As a young trainee, many people gave Dr. Michelle Monje, Alex’s Lemonade Stand Foundation (ALSF) grantee from Stanford University the (unsolicited) advice that one cannot have a big career in medicine or science and also have children.

She ignored the advice. 

Dr. Monje (mother of four) was just awarded a research grant from ALSF. This grant is a $1 million commitment over two years to study CAR T cell immunotherapy for spinal cord diffuse midline gliomas in a Phase 1 clinical trial. Diffuse midline gliomas are inoperable, lethal, high-grade central nervous system tumors primarily affecting children and young adults.

Dr. Monje is also studying CAR T cell immunotherapy for diffuse intrinsic pontine glioma (DIPG) in a Phase 1 clinical trial. DIPG is a pediatric brain tumor with a zero-percent cure rate. The trial is still in its early stages; but there have been early wins for some patients enrolled on the trial

Her very first research grant was from ALSF in 2011 — an ‘A’ Award grant to further the modeling of DIPG. Following that grant, Dr. Monje continued her work studying other high-grade gliomas was funded through the ALSF Innovation Grant program, which is designed to provide critical and significant seed funding for experienced investigators with a novel and promising approach to finding causes and cures for childhood cancer. 

“ALSF helped launch my research program 11 years ago and has supported my lab at every step along the way.
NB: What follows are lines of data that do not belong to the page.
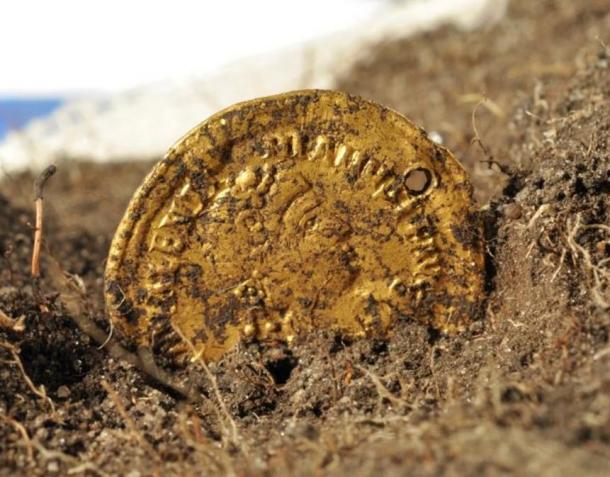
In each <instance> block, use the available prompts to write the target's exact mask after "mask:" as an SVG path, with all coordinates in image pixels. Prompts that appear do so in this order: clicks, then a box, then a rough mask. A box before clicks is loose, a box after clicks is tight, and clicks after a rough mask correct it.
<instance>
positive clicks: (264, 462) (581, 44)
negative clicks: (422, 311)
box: [0, 0, 610, 477]
mask: <svg viewBox="0 0 610 477" xmlns="http://www.w3.org/2000/svg"><path fill="white" fill-rule="evenodd" d="M608 32H610V1H608V0H604V1H602V0H590V1H588V2H572V1H567V0H566V1H561V0H554V1H550V0H543V1H538V2H528V1H526V0H515V1H513V2H512V3H511V6H510V9H509V14H508V16H507V17H506V18H505V19H504V20H502V21H501V22H500V24H498V25H496V26H493V27H491V28H489V29H487V30H484V31H479V32H461V31H458V30H455V29H453V28H443V29H441V30H438V31H435V32H432V33H425V34H422V35H419V36H417V37H414V38H412V39H408V40H401V41H397V42H392V43H388V44H382V45H377V46H375V47H374V50H373V52H372V53H371V58H370V60H367V61H366V62H363V63H360V64H358V65H356V67H355V68H354V69H353V70H352V71H351V72H350V74H349V75H346V77H345V78H343V79H342V81H341V83H340V85H339V86H340V88H341V89H345V90H348V91H350V92H353V93H357V94H361V95H363V96H365V97H368V98H372V99H376V100H378V101H380V102H382V103H384V104H387V105H388V106H391V107H393V108H395V109H397V110H399V111H401V112H403V113H405V114H406V115H407V116H409V117H410V118H412V119H413V120H414V121H415V122H417V123H420V124H422V125H423V126H424V127H425V128H426V129H427V130H428V131H433V132H435V133H436V134H438V135H439V136H440V137H441V138H442V139H443V141H444V142H445V144H446V145H448V147H449V148H450V149H452V150H453V151H454V153H455V154H456V156H458V157H459V158H460V159H461V160H462V161H463V163H464V165H465V166H466V168H467V169H468V170H469V172H470V173H471V175H472V181H473V184H474V186H475V190H476V195H477V198H478V200H479V202H480V205H481V210H482V216H483V218H484V220H485V224H486V229H487V248H488V267H487V268H488V270H487V272H488V300H487V304H486V312H485V316H483V317H482V318H481V319H480V320H477V321H474V322H473V324H472V326H471V328H470V329H469V330H468V331H467V332H465V333H463V334H461V335H459V336H442V335H439V334H438V333H435V332H434V331H433V330H429V329H426V328H424V327H422V326H421V325H420V324H417V323H414V322H410V321H404V322H401V323H400V325H399V326H398V327H397V329H396V333H395V335H394V336H393V337H392V338H391V339H390V340H388V341H354V342H348V341H346V340H345V339H342V337H341V336H337V335H332V334H324V333H319V334H317V335H311V336H308V337H307V338H306V339H302V340H301V341H300V342H298V343H296V344H295V345H294V346H292V347H291V348H290V349H283V348H273V349H264V348H261V347H259V346H257V345H256V344H250V345H247V346H246V345H244V346H241V347H240V348H239V349H237V350H236V351H235V352H233V353H231V354H229V355H228V356H227V357H226V359H224V360H223V361H221V362H219V363H217V364H214V365H210V366H209V373H208V371H207V370H206V369H202V368H200V367H198V366H197V364H196V363H194V364H193V366H192V367H190V368H188V369H186V370H178V369H175V370H172V369H169V370H168V371H169V372H171V373H172V376H174V378H175V380H176V382H179V383H180V384H181V385H182V386H188V387H189V388H190V390H191V391H192V392H193V393H195V394H197V395H200V396H202V399H201V400H199V401H197V402H195V403H193V402H191V401H188V400H185V399H183V398H182V397H181V396H180V394H179V393H176V392H175V391H172V390H171V389H169V388H168V386H166V385H163V384H161V383H159V382H158V381H156V380H154V379H152V378H151V377H150V376H149V375H147V374H146V373H144V372H142V371H140V370H139V369H137V368H136V367H134V366H133V365H132V364H130V363H129V362H128V361H127V360H124V359H117V358H116V354H114V356H115V357H113V355H112V353H109V352H108V347H105V348H101V349H100V347H99V346H98V344H97V343H95V342H94V340H92V339H91V338H90V337H89V336H88V335H87V334H85V333H83V332H82V331H81V330H80V329H79V327H78V326H77V324H76V323H77V322H78V323H80V324H81V326H82V323H83V320H89V322H91V323H96V324H97V326H99V327H101V328H103V329H104V330H106V331H107V325H106V320H105V315H104V309H103V301H102V277H103V268H104V261H105V257H106V253H107V250H108V247H109V244H110V240H111V238H112V234H113V233H114V229H115V227H116V225H117V223H118V221H119V219H120V217H121V215H122V213H123V211H124V209H125V207H126V203H127V201H128V200H129V198H130V196H131V194H132V193H133V191H134V189H135V188H136V186H137V185H138V183H139V182H140V181H141V179H142V178H143V176H144V174H145V173H146V172H147V171H148V169H149V168H150V164H146V163H139V164H105V165H99V164H90V163H85V162H78V161H76V162H75V161H66V162H63V163H60V164H59V165H58V166H59V168H58V173H57V174H56V176H54V177H53V178H52V179H51V181H50V182H49V185H48V187H47V189H46V194H45V198H46V200H45V204H46V212H47V215H46V219H47V221H46V224H47V228H46V232H45V233H46V247H45V250H44V252H43V263H42V267H43V277H42V279H41V280H40V281H39V282H33V281H32V279H31V278H30V277H29V258H30V254H31V249H32V227H31V225H30V224H31V223H32V222H33V204H32V192H31V190H32V189H31V184H32V180H33V178H32V176H31V175H28V174H24V175H21V176H18V177H13V178H11V179H10V180H5V181H4V182H3V183H2V188H1V189H0V191H1V192H0V194H1V195H0V252H1V255H2V258H1V259H0V260H1V261H2V265H1V267H0V310H1V311H2V312H4V313H5V314H6V315H8V316H9V317H10V318H13V319H16V320H17V319H19V318H20V317H23V324H24V327H25V329H24V330H22V331H19V330H16V331H13V330H8V329H0V379H1V382H2V387H1V389H0V475H24V476H25V475H27V476H31V475H127V476H132V477H137V476H146V475H265V476H272V475H350V476H356V475H405V474H407V475H415V476H418V475H422V476H428V475H446V476H453V475H537V476H547V475H548V476H558V475H560V476H561V475H565V476H571V475H591V476H597V475H599V476H602V475H608V472H609V469H610V338H609V336H610V314H609V309H610V306H609V305H610V288H609V287H610V283H609V282H610V269H609V264H610V259H609V258H610V228H609V225H610V50H609V48H608V47H607V46H606V44H610V38H609V37H608ZM604 42H606V43H604ZM484 97H486V98H488V99H487V101H485V102H480V101H481V99H482V98H484ZM473 111H474V114H473ZM473 116H474V126H475V127H476V130H475V128H473ZM437 137H438V136H437ZM473 139H475V140H474V141H473ZM476 139H478V141H477V140H476ZM64 273H69V274H70V277H71V278H70V281H71V283H72V284H73V285H74V284H75V287H73V288H72V289H71V290H72V292H71V291H70V289H68V288H67V287H66V286H65V283H66V280H64V277H65V275H64ZM74 289H78V291H79V293H78V294H77V296H78V300H77V303H76V305H75V302H74V300H73V299H72V300H71V299H70V297H72V298H74V296H75V294H74V292H73V290H74ZM75 315H78V317H80V318H78V317H77V318H76V319H75Z"/></svg>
Their investment in childhood cancer research has transformed the field and nurtured the development of a generation of childhood cancer researchers,” said Dr. Monje.
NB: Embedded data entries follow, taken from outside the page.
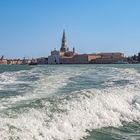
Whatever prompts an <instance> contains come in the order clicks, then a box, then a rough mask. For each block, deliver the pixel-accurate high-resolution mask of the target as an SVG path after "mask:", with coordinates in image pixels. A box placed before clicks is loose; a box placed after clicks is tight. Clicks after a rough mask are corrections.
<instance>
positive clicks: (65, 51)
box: [60, 30, 69, 53]
mask: <svg viewBox="0 0 140 140" xmlns="http://www.w3.org/2000/svg"><path fill="white" fill-rule="evenodd" d="M68 50H69V48H68V47H67V41H66V36H65V30H63V36H62V42H61V48H60V52H64V53H65V52H67V51H68Z"/></svg>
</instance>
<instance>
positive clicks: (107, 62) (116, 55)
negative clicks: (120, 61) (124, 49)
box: [94, 52, 124, 64]
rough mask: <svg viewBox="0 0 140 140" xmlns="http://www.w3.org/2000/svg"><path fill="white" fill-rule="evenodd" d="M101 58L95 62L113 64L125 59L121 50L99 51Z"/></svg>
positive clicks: (98, 62) (99, 55)
mask: <svg viewBox="0 0 140 140" xmlns="http://www.w3.org/2000/svg"><path fill="white" fill-rule="evenodd" d="M98 55H99V56H100V58H97V59H96V60H95V61H94V63H97V64H112V63H117V62H120V61H123V60H124V54H123V53H120V52H112V53H98Z"/></svg>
Dr. Monje also received a Crazy 8 Pilot grant to further study high-grade gliomas. And then last year, she was named a Howard Hughes Medical Institute (HHMI) Investigator, along with another ALSF researcher Cigall Kadoch, PhD. Dr. Monje will use this investigatorship to study the interactions between aggressive brain cancers, like glioma and the nervous system’s circuity. 
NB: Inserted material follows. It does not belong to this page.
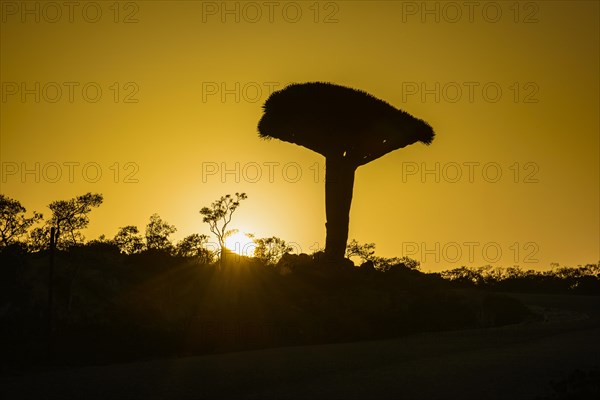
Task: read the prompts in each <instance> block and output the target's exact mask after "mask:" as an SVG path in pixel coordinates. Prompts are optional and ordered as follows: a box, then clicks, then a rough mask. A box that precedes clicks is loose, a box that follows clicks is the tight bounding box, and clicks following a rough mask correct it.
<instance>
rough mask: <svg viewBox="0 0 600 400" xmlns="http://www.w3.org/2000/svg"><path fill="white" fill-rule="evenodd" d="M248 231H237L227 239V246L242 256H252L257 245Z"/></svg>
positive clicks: (225, 246)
This honor also puts childhood cancer on the main stage in the scientific community, as Dr. Monje and Dr. Kadoch are the only two investigators in the group 250 awardees who are intensely focused on the biology of childhood cancer. 

During a Twitter Spaces interview in February, Dr. Monje talked about balancing her research with parenthood. She credits her success navigating male-dominated science and motherhood with asking for what she needed — time and space to pump milk at work or meeting times that did not conflict with daycare pick-ups. Now, as a primary investigator with a lab of her own, Dr. Monje works to ensure her team also can find a balance between parenthood and work. 

“I routinely traveled with my nursing baby and my mother as a caregiver, while my husband was home with the other kids, when I attended conferences or scientific meetings. Once I was giving a talk with an infant sleeping in the baby carrier strapped to my torso,” said Dr. Monje. “Young scientists and doctors who are new parents are busy enough without needing to figure out the basic logistics necessary to get through each day.”